Tech Topics

Enriching Your Searches With Open Geo Data

Have you ever found some neat public datasets where you thought it might make sense to include it in your application to optimize a specific feature, even a minor feature? Sure you have! This blog post shows you how to use Logstash to get an external dataset in the desired format, using Kibana to check if it is applicable, and then making sure the data gets indexed correctly into Elasticsearch so it can do the heavy lifting in production.

Getting the data

I will assume from now on that you have a current Elasticsearch and Logstash installation available. I will use Elasticsearch 1.1.0 and Logstash 1.4.0 in these examples.

OpenGeoDB is a German website, which includes German geo information in SQL and CSV formats. As we want to store data in Elasticsearch, SQL is not an option, neither is CSV out of the box, however we can use Logstash to preprocess and index data in Elasticsearch.

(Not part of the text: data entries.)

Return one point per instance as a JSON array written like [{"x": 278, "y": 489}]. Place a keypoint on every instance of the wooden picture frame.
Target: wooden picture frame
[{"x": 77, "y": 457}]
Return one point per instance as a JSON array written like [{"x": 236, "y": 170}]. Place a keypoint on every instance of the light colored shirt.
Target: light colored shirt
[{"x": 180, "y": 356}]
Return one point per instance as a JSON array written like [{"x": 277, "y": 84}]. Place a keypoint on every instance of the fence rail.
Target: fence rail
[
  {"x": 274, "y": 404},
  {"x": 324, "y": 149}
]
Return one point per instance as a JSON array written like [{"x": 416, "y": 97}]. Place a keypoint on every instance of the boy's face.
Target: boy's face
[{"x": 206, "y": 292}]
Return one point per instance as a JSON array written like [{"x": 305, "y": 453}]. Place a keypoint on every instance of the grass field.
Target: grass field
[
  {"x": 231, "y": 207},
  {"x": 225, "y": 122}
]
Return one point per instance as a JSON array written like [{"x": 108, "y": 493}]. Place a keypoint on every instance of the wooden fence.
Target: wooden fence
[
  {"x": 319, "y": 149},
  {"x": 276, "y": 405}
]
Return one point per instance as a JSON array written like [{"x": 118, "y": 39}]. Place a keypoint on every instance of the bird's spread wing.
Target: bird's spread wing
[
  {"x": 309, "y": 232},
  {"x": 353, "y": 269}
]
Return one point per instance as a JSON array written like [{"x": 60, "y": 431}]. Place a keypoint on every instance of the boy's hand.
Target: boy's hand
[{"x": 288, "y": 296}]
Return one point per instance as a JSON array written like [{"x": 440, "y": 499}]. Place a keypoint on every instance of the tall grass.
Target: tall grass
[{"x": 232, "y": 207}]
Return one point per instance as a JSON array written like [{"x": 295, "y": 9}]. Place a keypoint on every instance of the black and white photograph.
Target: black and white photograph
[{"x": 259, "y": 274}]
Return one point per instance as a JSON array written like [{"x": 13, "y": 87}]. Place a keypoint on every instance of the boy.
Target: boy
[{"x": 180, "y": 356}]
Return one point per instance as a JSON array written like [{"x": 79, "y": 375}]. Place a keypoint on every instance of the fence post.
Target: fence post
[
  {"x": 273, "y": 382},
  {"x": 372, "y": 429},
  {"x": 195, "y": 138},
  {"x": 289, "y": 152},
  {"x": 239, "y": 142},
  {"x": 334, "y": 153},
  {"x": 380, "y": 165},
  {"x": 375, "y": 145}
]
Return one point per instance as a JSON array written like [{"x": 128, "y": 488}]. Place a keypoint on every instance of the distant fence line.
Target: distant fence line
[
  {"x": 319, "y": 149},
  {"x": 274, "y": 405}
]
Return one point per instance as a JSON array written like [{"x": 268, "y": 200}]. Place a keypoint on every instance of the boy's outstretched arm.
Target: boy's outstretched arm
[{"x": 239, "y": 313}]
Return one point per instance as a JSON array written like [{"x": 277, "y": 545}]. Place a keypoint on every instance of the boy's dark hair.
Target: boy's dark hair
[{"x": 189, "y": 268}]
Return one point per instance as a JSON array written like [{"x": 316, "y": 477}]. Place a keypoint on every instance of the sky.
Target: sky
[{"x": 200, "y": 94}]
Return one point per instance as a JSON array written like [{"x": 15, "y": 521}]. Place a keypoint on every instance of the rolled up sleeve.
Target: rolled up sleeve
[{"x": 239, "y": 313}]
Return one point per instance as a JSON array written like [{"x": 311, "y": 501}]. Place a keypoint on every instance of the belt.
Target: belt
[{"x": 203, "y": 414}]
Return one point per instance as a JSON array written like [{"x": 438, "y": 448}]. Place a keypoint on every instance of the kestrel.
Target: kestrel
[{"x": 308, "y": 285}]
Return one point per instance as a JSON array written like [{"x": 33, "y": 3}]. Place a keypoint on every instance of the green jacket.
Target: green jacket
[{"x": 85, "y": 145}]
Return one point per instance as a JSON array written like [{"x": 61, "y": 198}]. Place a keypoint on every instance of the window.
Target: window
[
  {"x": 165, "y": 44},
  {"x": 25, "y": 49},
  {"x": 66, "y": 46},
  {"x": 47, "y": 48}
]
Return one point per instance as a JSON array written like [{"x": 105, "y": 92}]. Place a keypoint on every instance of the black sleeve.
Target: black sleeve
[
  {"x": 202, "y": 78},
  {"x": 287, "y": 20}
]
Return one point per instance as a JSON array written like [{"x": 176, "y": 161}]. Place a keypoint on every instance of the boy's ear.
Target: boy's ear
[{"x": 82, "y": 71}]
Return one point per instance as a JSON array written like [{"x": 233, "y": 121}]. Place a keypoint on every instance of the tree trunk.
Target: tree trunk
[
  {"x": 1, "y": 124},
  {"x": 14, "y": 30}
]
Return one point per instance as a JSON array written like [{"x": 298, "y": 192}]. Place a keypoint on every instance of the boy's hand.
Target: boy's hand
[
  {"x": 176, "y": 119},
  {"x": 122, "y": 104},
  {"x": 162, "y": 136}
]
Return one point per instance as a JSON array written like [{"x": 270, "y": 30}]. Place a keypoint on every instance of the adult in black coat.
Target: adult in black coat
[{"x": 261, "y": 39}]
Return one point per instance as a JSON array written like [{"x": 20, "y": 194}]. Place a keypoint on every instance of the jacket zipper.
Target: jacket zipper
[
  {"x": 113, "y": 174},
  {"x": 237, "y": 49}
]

The file we are going to parse is a list of German cities, including all of their zip codes. The dataset is available on the OpenGeoDB site and these files are licensed as public domain.

Data format

Taking a look at the data reveals it consists of a number of columns:

• loc_id: some unique identifier
• ags: official administrative id
• ascii: uppercase sort name
• name: name of the entity
• lat: coordinate latitude
• lon: coordinate longitude
• amt:
• plz: zip code (if more than one like for bigger cities, then comma separated)
• vorwahl: dial code
• einwohner: population
• flaeche: area
• kz: license tag
• typ: administrative name
• level: integer which defines its locality level
• of: maps as a ‘part of’ another id
• invalid: marked as invalid

Interesting fields to play around with might be name, lat, lon, area, population and license tag. More about that soon…

Indexing the data into Elasticsearch

Using the Logstash CSV filter

The next step is to get the data into Elasticsearch. The first step is to create a Logstash configuration, so I’ll copy this configuration into a file named opengeodb.conf. Note that we are using a filter called “csv”, even though the field separator is a tab, and not a comma.

input {
stdin {}
}
filter {
# Step 1, possible dropping
if [message] =~ /^#/ {
drop {}
}
# Step 2, splitting
csv {
# careful... there is a "tab" embedded in the next line:
# if you cannot copy paste it, press ctrl+V and then the tab key to create the control sequence
# or maybe just tab, depending on your editor
separator => '      '
quote_char => '|' # arbitrary, default one is included in the data and does not work
columns => [ 'id', 'ags', 'name_uc', 'name', 'lat', 'lon', 'official_description', 'zip', 'phone_area_code', 'population', 'area', 'plate', 'type', 'level', 'of', 'invalid' ]
}
# Step 3, possible dropping
if [level] != '6' {
drop {}
}
# Step 4, zip code splitting
if [zip] =~ /,/ {
mutate {
split => [ "zip", "," ]
}
}
# Step 5, lat/lon love
if [lat] and [lon] {
# move into own location object for additional geo_point type in ES
# copy field, then merge to create array for bettermap
mutate {
rename => [ "lat", "[location][lat]", "lon", "[location][lon]" ]
add_field => { "lonlat" => [ "%{[location][lon]}", "%{[location][lat]}" ] }
}
}
# Step 6, explicit conversion
mutate {
convert => [ "population", "integer" ]
convert => [ "area", "integer" ]
convert => [ "[location][lat]", "float" ]
convert => [ "[location][lon]", "float" ]
convert => [ "[lonlat]", "float" ]
}
}
output {
elasticsearch {
host => 'localhost'
index => 'opengeodb'
index_type => "locality"
flush_size => 1000
protocol => 'http'
}
}


Before going on, this is how you would call Logstash in order to index the data. You should fire up Elasticsearch first.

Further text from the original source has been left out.